Infineon Wuxi, China – (photo by Infineon)

The People’s Republic is by far the most important market for Germany’s largest chip manufacturer Infineon. Infineon generates more than every third euro in China, which most recently corresponded to almost three billion euros. Germany only accounts for 15 percent of Infineon’s revenues.

That was different once. Five years ago Germany and China were still on par at 20 percent. From Infineon’s point of view, the development is not surprising. More than a third of all chips worldwide are installed in the People’s Republic. German companies experienced in late winter the extent to which lower demand from China has an impact. In view of the high loss of income as a result of the corona pandemic, the Dax companies lost almost five percent of their sales and even more than 15 percent of their operating profit in the first three months.


Responsible was the halt in China. The sporting goods manufacturers Adidas and Puma reported that their sales in China plummeted by up to 85 percent in the first few months. For Adidas, the People’s Republic is the world’s largest single market with a 22 percent share of sales.

The automotive industry association VDA therefore cut its annual forecast for the important sales market to a minus of seven percent at an early stage. In January, sales in China fell by 20 percent to 1.6 million vehicles. In the meantime, the recovery in the Far East is furthest advanced, so that the three large German carmakers are likely to be in the black for 2020 as a whole after losing profits in the first half of the year, in some cases billions.

Companies are now making up for losses in America and Europe, where the pandemic is still paralyzing parts of public life. “The latest Chinese economic data are further evidence that the upswing in China is on a broader footing and that growth is far from over after the recovery process,” says Deutsche Bank’s chief investment strategist, Ulrich Stephan.

BASF Verbund site

Accordingly, Germany’s companies are steadfastly relying on the country. Like BASF. Another large Verbund site is to be built in Guangdong for ten billion dollars by the middle of the decade, which Europe’s largest chemical manufacturer intends to operate independently. In addition, BASF and its partner Sinopec are planning to build a cracker in Nanjing.

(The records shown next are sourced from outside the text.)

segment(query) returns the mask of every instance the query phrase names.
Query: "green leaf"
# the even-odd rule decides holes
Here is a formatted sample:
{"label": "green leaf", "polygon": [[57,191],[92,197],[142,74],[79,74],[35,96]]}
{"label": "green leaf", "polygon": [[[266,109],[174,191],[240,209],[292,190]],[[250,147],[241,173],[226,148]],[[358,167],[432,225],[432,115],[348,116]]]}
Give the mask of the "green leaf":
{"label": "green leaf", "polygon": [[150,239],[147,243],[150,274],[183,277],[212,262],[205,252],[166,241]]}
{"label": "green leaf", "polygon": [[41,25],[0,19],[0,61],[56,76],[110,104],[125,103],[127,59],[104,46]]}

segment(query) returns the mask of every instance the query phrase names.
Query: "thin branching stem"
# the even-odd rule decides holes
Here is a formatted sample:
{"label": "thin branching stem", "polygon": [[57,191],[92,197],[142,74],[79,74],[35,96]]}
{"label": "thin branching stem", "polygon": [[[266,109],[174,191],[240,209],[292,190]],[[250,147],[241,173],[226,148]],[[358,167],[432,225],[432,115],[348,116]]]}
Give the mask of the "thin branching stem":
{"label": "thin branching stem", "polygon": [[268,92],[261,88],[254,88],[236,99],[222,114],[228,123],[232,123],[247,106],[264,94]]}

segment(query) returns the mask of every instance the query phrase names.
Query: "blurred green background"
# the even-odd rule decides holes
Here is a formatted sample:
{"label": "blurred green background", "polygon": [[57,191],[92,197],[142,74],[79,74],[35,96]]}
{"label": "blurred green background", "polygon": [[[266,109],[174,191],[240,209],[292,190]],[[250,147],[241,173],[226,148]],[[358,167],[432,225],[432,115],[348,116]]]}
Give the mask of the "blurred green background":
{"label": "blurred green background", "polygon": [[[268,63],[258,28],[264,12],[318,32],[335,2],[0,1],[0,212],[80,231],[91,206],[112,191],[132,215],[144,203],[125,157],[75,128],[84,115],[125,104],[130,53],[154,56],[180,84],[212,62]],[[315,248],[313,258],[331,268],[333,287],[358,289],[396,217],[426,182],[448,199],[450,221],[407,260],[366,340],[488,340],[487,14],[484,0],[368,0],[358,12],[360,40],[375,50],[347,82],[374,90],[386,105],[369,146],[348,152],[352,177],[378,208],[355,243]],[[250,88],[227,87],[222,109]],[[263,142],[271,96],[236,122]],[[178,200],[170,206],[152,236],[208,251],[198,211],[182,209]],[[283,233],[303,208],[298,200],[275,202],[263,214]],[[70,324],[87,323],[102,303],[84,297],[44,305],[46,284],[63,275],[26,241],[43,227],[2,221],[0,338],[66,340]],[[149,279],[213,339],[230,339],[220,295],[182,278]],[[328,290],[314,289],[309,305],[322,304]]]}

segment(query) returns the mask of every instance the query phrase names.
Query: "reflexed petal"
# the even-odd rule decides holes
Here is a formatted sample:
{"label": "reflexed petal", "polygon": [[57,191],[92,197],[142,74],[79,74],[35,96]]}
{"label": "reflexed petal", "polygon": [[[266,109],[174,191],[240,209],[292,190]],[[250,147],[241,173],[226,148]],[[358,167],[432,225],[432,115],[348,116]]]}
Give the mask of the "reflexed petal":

Mr. Dai Hou-Liang (left), Chairman of the Board and the President of SINOPEC Corporation, and Dr. Martin Brudermueller, Chairman of the Executive Board of Directors, BASF SE, have signed a Memorandum of Understanding to expand the two companies’ cooperation in China.

This is a large-scale plant with which oil or natural gas is broken down into basic chemical components such as ethylene, propylene and butadiene. Such basic chemicals are the basis for chemical by-products.

In the opinion of CEO Martin Brudermüller, these are systems that are expected to be in operation for 40 or 50 years: “We will not change the strategy just because the times are just a little rough,” said Brudermüller more than one person Year.

At that time, the trade conflict between the US and China reached its preliminary climax. Such disruptions have no influence on the investment intentions of German companies. The insurance company Ergo is also expanding its China business.

The subsidiary of the reinsurer Munich Re took over almost 25 percent of the shares in the state property and casualty insurer Taishan Insurance. Ergo is already active in life and health insurance. “China plays a central role in our global portfolio,” said Ergo boss Markus Rieß.


Volkswagen wants to become a leader in electromobility in the world’s largest car market with equity investments. CEO Herbert Diess never misses an opportunity to emphasize how important the country is: “In the next few decades the power center of the automotive industry will be in China,” he told journalists in Beijing. “The future of Volkswagen will be decided on the Chinese market.”

In April 2020, the group in China had almost reached the delivery figures of the previous year – i.e. at a time when the market in Europe and the USA was just bottoming out.